Jangankan media kecil, media nasional saja ada yang kayak gitu. Gak sebanding dengan risiko kerja.

Kecelakaan di jalan saat memburu TKP, atau kecelakaan di TKP ketika meliput demo dan kerusuhan.

Jam kerja wartawan itu juga 24 jam. Pernah, aku jam 12 malam ditelpon redaktur suruh meliput kejadian perampokan sebuah bank di daerah pinggiran. Menempuh perjalanan lewat hutan.

Banyak yang kayak gitu, lebih dari itu.

Beberapa oknum wartawan memilih usaha sampingan. Membuat media berita juga, cetak maupun online. Aku menyebutnya media preman. Gak semua sih.

Tapi, khusus yang beritanya garang, suka main hantam gosip seputaran pejabat.

Awalnya, tulis berita dugaan kasus yang melibatkan pejabat. Padahal kasusnya masih samar, belum jelas.
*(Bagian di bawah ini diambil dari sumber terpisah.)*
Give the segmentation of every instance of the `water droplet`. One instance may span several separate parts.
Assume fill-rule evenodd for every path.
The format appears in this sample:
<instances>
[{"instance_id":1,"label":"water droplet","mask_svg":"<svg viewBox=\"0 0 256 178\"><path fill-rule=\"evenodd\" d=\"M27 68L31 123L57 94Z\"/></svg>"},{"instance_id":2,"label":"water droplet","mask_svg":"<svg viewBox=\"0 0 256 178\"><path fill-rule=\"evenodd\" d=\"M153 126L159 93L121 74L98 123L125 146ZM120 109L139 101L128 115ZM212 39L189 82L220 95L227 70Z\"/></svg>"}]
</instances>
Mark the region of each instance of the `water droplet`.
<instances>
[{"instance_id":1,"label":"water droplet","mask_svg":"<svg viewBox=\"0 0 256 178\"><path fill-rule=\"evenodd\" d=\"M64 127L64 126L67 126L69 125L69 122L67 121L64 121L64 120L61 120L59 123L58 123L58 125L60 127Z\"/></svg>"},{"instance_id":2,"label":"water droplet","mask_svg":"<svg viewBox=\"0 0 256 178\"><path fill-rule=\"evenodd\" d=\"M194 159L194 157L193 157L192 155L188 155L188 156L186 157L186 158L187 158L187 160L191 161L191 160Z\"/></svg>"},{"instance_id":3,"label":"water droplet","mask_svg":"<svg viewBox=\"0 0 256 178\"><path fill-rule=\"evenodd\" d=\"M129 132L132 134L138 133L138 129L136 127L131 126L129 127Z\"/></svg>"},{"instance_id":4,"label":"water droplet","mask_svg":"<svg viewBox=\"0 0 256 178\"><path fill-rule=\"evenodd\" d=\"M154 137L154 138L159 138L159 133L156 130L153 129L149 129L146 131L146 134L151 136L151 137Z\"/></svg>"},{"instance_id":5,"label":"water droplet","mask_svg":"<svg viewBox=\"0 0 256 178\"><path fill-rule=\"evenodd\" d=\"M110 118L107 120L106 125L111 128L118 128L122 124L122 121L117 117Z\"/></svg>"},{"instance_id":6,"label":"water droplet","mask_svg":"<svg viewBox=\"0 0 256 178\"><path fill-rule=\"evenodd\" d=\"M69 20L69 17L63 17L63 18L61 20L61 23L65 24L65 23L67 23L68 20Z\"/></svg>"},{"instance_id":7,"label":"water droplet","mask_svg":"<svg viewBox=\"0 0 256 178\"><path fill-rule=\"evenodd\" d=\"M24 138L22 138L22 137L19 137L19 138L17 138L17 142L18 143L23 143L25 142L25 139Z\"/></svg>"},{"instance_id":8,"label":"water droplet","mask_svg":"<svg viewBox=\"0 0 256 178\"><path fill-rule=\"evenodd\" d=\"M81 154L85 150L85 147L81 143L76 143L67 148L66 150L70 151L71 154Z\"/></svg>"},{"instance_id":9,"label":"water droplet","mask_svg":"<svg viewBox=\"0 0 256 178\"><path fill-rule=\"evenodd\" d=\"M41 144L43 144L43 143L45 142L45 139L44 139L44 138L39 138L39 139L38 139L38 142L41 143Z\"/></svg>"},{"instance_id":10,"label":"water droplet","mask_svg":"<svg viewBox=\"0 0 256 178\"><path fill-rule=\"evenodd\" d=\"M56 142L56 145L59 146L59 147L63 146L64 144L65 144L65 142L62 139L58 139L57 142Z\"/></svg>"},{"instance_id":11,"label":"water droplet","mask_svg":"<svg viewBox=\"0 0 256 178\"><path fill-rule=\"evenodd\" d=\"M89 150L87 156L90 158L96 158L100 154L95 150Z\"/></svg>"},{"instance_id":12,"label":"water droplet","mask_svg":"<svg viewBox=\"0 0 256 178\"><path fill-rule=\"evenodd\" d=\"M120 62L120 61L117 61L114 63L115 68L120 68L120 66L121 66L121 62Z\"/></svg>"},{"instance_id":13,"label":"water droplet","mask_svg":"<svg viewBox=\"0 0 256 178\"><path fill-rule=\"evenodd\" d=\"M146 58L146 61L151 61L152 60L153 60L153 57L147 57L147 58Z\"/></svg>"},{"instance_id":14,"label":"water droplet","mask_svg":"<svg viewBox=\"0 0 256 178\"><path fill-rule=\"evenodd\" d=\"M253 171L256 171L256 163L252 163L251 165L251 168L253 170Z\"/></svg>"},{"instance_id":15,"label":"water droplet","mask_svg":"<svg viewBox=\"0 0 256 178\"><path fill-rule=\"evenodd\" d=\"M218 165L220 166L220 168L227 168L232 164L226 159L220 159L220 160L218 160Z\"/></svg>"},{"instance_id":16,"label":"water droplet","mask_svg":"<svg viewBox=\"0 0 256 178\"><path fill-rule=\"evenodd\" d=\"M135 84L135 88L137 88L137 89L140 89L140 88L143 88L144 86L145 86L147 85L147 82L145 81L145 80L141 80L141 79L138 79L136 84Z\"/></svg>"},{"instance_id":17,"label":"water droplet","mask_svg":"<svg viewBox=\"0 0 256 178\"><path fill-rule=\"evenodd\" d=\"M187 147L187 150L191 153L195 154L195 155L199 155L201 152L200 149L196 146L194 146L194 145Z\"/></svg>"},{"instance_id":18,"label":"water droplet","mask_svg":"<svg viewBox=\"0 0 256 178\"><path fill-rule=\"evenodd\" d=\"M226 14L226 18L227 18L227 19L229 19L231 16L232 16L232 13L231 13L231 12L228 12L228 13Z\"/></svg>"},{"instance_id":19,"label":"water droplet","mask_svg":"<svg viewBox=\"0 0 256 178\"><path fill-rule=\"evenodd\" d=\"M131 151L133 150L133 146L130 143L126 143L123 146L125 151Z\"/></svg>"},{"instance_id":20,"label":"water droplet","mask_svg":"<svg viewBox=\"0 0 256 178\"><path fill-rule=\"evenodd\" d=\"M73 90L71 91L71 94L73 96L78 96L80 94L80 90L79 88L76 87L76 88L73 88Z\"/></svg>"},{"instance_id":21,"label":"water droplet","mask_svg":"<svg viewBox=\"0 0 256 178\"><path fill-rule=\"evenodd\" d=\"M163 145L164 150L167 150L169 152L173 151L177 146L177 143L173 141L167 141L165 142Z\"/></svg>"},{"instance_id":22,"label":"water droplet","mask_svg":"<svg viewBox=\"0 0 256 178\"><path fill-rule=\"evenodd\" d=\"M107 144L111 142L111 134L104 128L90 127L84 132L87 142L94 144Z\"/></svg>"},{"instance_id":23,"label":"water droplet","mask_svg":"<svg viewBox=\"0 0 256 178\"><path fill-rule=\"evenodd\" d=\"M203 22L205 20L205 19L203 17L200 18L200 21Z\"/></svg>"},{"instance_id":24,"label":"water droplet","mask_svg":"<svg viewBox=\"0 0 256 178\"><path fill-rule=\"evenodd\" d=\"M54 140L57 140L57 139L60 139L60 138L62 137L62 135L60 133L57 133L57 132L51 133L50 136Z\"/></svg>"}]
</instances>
Informasi didapat dari asumsi. Ada juga dari berkas di kejaksaan yang masih proses.

Setelah berita terbit, datangi si pejabat. Kalau mau namanya dibersihkan, minta sejumlah uang. Setelah itu, terbitlah berita angkat telor si pejabat.

Cara-cara itu kadang juga dipakai media besar di daerah. Karena, oplah penjualan koran cetak gak selalu ramai, iklan dari perusahaan swasta gak selalu banyak, iklan ucapan dari pejabat (ucapan selamat tahun baru, selamat hari raya, belansungkawa dll) gak selalu ada.

Tapi masih untung sih, media mainstream di daerah dapat jatah anggaran dari pemerintah daerah setempat, juga dari tiap instansi, dari DPRD juga.

Semoga Tempo, Viva dan media-media nasional yang pernah terpercaya tidak meniru cara-cara media preman di atas. Meski beberapa tahun terakhir babak belur pemasukannya, efek polarisasi dukungan politik.